Fortunately, the art of lovemaking soon proved to be quite nice for Eliza upon repetition; unfortunately, the young couple found that they barely had enough funds to travel home, and were loathe to depart from their little paradise.

Once home, they immediately found three doors closed to them. Freddy's mother absolutely refused to receive her son and her daughter-in-law; Eliza's father was indifferent, and his new residence was undergoing remodeling; Henry Higgins had instructed a reluctant Mrs. Pearce to turn the pair away flat, but invited Eliza to try again in a few weeks, once Henry had time to allow his temper to even itself out.

Mrs. Higgins immediately took the pair into her home. Colonel Pickering happened to be paying a call at the time, and he greeted both Freddy and Eliza with gushing enthusiasm, and a wedding present of five hundred pounds.

"Colonel Pickering, I cannot-"

"Tosh! Of course you can. I will not accept a refusal to a perfectly reasonable wedding gift, nor to the flower shop I've already purchased for you."

Eliza burst into tears.

"Come now, Miss Doolittle, do not cry. I consider it an investment," Pickering explained, as Freddy desperately tried to dab at Eliza's tears with a handkerchief. She waved Freddy away, and smiled at her benefactor through her tears.

"You are the greatest man I have even know." Freddy did not feel any pangs of jealousy over hearing his wife's statement, for he knew it was true. Such generosity was unprecedented, and the two of them would be indebted to the Colonel for the rest of their lives.

Colonel Pickering blushed at Eliza's pronouncement of him. "It really is nothing, my dear.
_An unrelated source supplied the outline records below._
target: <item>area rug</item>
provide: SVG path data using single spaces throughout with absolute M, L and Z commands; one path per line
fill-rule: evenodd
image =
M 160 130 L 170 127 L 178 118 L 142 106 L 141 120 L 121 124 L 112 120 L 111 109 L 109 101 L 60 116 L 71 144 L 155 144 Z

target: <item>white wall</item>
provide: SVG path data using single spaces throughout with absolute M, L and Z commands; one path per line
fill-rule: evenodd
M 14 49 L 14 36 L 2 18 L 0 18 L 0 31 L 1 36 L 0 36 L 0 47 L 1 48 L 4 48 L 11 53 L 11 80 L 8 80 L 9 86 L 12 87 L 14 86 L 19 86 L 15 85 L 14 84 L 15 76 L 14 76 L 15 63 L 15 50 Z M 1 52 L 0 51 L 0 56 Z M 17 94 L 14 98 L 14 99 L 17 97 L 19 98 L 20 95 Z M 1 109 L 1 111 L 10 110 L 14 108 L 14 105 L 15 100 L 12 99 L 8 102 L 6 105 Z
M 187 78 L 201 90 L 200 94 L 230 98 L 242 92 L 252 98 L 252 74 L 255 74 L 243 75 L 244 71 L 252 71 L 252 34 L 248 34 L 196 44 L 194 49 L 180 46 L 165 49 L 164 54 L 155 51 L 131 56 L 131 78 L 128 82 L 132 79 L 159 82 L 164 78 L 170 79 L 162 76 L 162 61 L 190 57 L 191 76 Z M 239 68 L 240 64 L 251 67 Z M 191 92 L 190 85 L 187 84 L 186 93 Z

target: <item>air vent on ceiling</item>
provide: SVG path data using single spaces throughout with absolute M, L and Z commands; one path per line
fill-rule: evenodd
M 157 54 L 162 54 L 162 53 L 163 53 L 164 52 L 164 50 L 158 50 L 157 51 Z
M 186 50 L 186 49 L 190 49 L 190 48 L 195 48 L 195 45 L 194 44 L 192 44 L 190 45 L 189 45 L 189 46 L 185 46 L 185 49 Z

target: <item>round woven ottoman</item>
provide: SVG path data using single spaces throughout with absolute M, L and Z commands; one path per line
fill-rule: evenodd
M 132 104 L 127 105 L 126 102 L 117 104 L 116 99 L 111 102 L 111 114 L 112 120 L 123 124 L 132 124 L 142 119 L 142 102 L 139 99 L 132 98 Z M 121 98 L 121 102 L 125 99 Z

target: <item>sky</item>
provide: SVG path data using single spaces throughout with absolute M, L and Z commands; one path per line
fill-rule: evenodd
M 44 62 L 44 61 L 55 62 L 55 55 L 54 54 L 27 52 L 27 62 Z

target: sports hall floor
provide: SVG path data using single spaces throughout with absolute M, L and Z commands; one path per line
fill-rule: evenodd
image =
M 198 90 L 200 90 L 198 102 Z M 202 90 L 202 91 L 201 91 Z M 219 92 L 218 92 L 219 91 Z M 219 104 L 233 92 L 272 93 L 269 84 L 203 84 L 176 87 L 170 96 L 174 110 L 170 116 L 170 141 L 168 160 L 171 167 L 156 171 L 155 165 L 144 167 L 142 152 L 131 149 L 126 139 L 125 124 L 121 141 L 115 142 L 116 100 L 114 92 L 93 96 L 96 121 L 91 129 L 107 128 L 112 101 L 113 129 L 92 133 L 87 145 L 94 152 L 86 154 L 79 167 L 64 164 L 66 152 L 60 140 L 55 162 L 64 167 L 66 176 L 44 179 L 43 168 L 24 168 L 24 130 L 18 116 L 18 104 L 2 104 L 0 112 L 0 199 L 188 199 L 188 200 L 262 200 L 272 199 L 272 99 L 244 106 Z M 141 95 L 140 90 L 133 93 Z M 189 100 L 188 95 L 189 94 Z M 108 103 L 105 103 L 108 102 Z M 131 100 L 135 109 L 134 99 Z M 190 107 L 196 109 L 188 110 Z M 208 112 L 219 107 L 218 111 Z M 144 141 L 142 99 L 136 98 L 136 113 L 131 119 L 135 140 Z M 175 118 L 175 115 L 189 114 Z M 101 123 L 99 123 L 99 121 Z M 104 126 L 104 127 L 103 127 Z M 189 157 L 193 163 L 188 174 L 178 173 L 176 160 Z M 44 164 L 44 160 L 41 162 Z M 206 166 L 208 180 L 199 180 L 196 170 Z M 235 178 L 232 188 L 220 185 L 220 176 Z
There is even a charming little flat above that the pair of you can live in until the shop generates enough capital for better lodgings."

"Or you may live here, and let out the flat for more income," Eleanor offered.

"Oh, thank you, Mrs. Higgins, but I do believe the flat will do quite nicely. I do not think your son would like the idea of me living here."

Eleanor was on the verge of declaring that her son could hang, but thought better of it. She was a lady after all, and was honor bound to set a good example for Eliza, who was very young.

"Very well, my dear. I am sure my son will come around eventually, once his pride stops stinging so."

After several hours of pleasantries, Eleanor invited Colonel Pickering, Eliza, and Freddy to have dinner with her, which they all accepted. It was a very fine affair, and Eleanor even had her best bottle of wine opened for the occasion, which they all used to toast to the future. Eliza smiled glowingly at her new husband, and decided that it was very possible that she could come to love him.

They had all the time in the world, after all.